5. They aren't straight with you about their plans for the future.
The two of you should feel comfortable discussing the important questions in a relationship: If and how you'll raise the kids; how involved your families will be in your lives; your idea of budgeting. If your S.O. gets fidgety whenever you bring up the future, you may be in for a world of surprises as your connection deepens, Sborchi said.
"You may be in for a gut smack," she said. "Don't miss the clues along the way and end up with someone that 'finds' themselves later on."
6. They play the victim.
Walk, don't run, if your new boo has a long list of grievances against everyone they've ever dated or been in a relationship with, Gilbert said.

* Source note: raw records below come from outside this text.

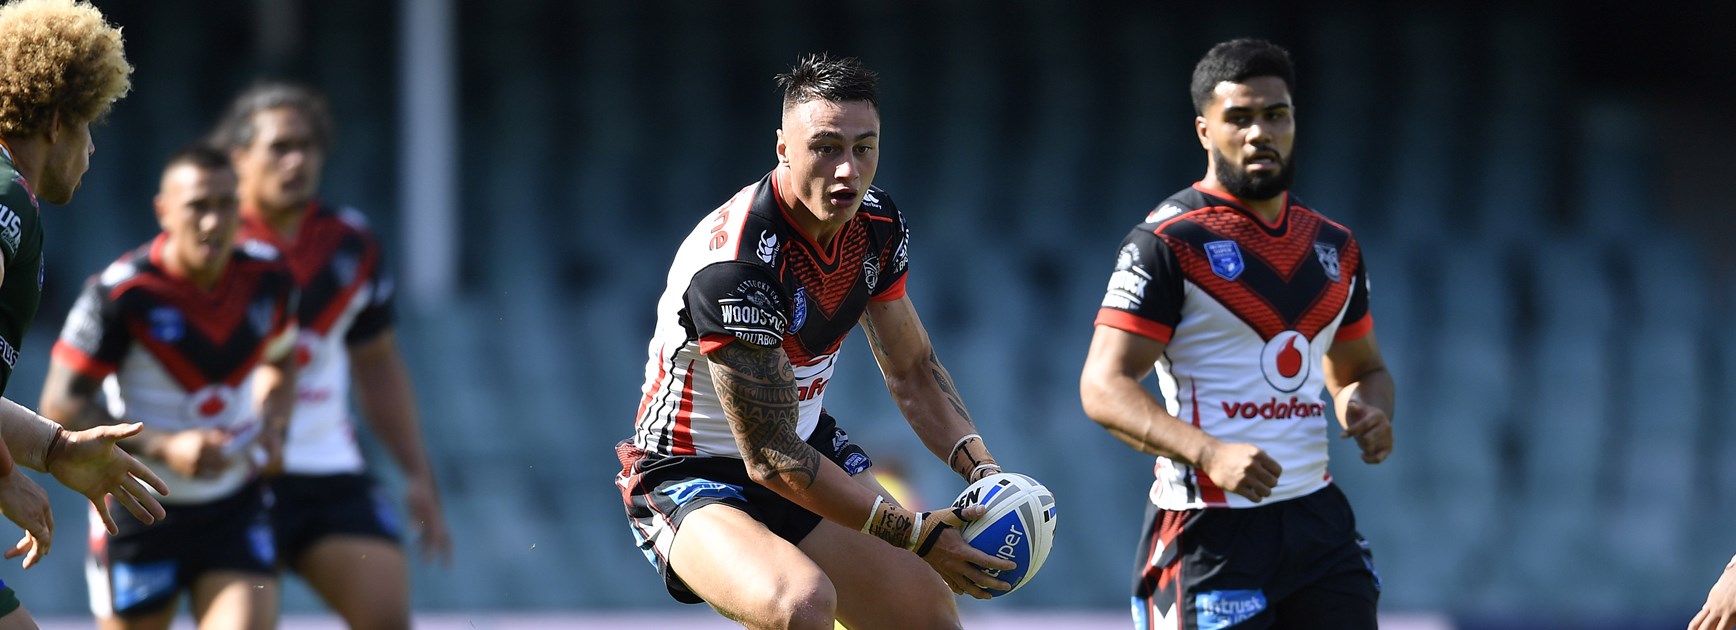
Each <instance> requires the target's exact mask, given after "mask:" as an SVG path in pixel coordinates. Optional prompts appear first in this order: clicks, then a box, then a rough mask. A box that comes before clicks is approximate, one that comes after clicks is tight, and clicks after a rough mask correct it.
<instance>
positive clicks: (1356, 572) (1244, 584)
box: [1134, 484, 1380, 630]
mask: <svg viewBox="0 0 1736 630" xmlns="http://www.w3.org/2000/svg"><path fill="white" fill-rule="evenodd" d="M1144 531H1146V535H1144V536H1142V538H1141V541H1139V550H1137V552H1135V564H1134V628H1139V630H1156V628H1165V630H1168V628H1177V630H1194V628H1227V627H1234V628H1238V630H1241V628H1375V627H1377V623H1375V606H1377V604H1378V600H1380V574H1378V573H1375V562H1373V554H1371V552H1370V548H1368V541H1366V540H1363V536H1361V535H1358V533H1356V515H1354V514H1352V512H1351V502H1349V500H1345V498H1344V493H1342V491H1338V486H1332V484H1328V486H1326V488H1321V489H1319V491H1314V493H1312V495H1307V496H1299V498H1292V500H1286V502H1278V503H1271V505H1259V507H1248V509H1205V510H1160V509H1156V507H1151V505H1147V507H1146V528H1144Z"/></svg>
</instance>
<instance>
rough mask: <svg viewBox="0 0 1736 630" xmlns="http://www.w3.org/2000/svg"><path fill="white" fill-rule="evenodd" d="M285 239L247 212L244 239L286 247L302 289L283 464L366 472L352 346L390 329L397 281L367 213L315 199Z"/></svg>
mask: <svg viewBox="0 0 1736 630" xmlns="http://www.w3.org/2000/svg"><path fill="white" fill-rule="evenodd" d="M304 212H306V213H304V215H302V220H300V224H299V227H297V231H295V238H283V234H278V233H276V231H273V229H271V226H267V224H266V222H262V220H260V219H259V217H257V215H255V213H245V215H243V222H241V233H240V238H248V240H257V241H262V243H269V245H271V246H274V248H276V250H279V252H283V257H285V260H286V262H288V267H290V271H292V272H293V276H295V286H297V288H299V290H300V311H299V314H297V318H299V319H300V333H299V337H297V340H295V356H297V363H299V364H300V371H299V373H297V385H295V389H297V396H295V418H293V420H290V437H288V446H286V448H285V453H283V467H285V470H288V472H292V474H339V472H361V470H363V469H365V465H363V460H361V448H359V446H358V443H356V434H354V429H352V423H351V413H349V382H351V375H349V349H351V347H354V345H359V344H366V342H370V340H373V338H377V337H378V335H380V333H384V331H387V330H391V328H392V302H394V295H396V288H394V286H396V285H394V283H392V276H391V274H389V272H387V269H385V255H384V252H382V250H380V243H378V240H377V238H375V236H373V233H372V231H370V229H368V222H366V219H363V215H361V212H356V210H352V208H337V207H330V205H323V203H318V201H316V203H309V205H307V208H306V210H304Z"/></svg>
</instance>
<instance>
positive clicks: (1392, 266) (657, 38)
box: [0, 0, 1736, 625]
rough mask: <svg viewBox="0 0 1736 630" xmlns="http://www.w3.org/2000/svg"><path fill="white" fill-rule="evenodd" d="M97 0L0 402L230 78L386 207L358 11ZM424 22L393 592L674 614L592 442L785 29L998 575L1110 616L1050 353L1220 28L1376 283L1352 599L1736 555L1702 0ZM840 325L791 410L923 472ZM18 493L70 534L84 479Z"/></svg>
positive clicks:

"It's worrisome if all his exes were 'crazy' or everyone close to him has let him down," she said. "If the person with whom you hope to spend the rest of your life blames all their problems on other people or circumstances, guess what’s in store for you? An apocalyptic divorce and custody battle. Save yourself a lifetime of chaos and find someone who’s a responsible adult."
7. They're not on the same page as you financially.
If you can't get it together financially, there's a good chance that you're not going to be together in the long run, Davin said. Studies have shown that financial problems are a main contributor to divorce.
"If not addressed, things like overspending or financial debts can significantly impact the sustainability of the marriage," she said. "People do think about their money differently; it's not so much the differences but how they are managed, handled and talked about (or not) that makes it a game changer."
8. They stonewall you.
Stonewalling occurs when one partner withdraws from the interaction or argument, closing themselves off to what the other has to say. If your S.O. walks away when you ask them to put the dishes away or go to a family get-together, expect more of the same later on, Berger said.
"While men and women stonewall, men are more likely to do it than women because men are more likely to feel overwhelmed by emotions and want to escape," she said. "If this issue continues to go unaddressed, the stonewalled partner will become increasingly frustrated and too resentful to remain in the marriage."